Using Machine Learning to Predict the Winners of The International DOTA 2 2016 Tournament
To start getting into machine learning I started doing a small project — creating a script that would predict the brackets of The International. The International is the annual DOTA 2 hosted by Valve, and is the biggest tournament in terms of winnings in all of eSports. Due to crowdfunding, the current prize pool stands at $19,842,840, and is projected to reach more than $20,000,000 by the end of the tournament.
While doing research I came across Matt Harvey’s machine learning model for the 2016 NCAA March Madness Tournament. I decided to use his open-source script but apply it to DOTA 2 data.
Getting The Data
The first thing I needed to do was to get match data of the teams participating in the International. I reached out to Howard of yasp.co and he was able to direct me to the yasp database explorer, allowing me to get the match_id of all the pro DOTA 2 matches that they tracked.

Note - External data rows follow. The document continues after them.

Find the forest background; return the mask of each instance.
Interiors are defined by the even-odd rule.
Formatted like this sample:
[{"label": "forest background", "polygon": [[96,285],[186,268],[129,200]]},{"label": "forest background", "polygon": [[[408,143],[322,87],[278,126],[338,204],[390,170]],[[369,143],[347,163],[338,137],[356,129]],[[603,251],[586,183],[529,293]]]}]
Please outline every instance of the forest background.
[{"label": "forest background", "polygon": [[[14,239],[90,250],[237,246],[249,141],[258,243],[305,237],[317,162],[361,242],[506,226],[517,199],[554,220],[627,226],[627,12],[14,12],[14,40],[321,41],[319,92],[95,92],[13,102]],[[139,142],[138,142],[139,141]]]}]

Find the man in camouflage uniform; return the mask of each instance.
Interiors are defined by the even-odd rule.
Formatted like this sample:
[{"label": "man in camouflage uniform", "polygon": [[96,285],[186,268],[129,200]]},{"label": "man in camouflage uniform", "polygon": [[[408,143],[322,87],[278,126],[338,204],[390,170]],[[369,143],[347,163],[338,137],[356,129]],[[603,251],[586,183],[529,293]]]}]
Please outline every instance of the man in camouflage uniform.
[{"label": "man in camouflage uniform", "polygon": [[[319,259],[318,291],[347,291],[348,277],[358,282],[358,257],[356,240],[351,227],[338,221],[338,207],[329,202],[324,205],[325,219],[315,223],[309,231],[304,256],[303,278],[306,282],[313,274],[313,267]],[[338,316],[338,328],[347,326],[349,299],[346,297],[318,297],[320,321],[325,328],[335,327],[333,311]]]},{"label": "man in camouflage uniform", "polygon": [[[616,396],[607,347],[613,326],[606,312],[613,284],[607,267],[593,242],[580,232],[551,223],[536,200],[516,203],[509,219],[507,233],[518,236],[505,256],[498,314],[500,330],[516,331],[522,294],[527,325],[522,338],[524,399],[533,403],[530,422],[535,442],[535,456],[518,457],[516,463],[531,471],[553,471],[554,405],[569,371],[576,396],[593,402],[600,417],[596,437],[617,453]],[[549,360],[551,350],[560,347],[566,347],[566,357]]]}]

Using these match_ids, I then used Valve’s own Steam Web API to retrieve data for each of the matches.
Transforming The Data
I decided to just use Matt’s script and change it as little as possible, so I needed to transform the JSON data into the CSV format that his script uses. To do this I just used python’s ijson libraries to transform the data.
Changing The Parameters
Matt’s parameter labels were for basketball data, so I had to change them to the appropriate DOTA 2 parameters. From the data that I had I identified several variables that I thought would be a good criteria for the predictions:
Score | Kills | Deaths | Assists | Last Hits | Denies | Hero Damage | Tower Damage | Hero Healing | XP per minute | Gold per minute
I was unsure about the applicability of some of the stats or even if they were accurate (a lot of matches for example had scores of 0 for both teams), but I looked through the predictions and they *generally* felt right, with OG for example being predicted to win a lot of the match ups.
And Now… The Predictions!
This is how I’ve filled up my Compendium brackets based on the results:
These bracket predictions are based on the match-up percentages below, assuming the teams with the higher percentages win their match ups:
I’ve uploaded the source code and some of the data I used over at:
I hope the code is useful for someone else and that there are other machine learning prediction attempts in the next few days. If anyone has an alternative algorithm and different predictions I would love to hear about them.
Note: Although my bracket results predict the TI6 trophy to go to OG, I’m still hoping for either TNC or Na’Vi to win. Go Na’Vi! #LabanTNC!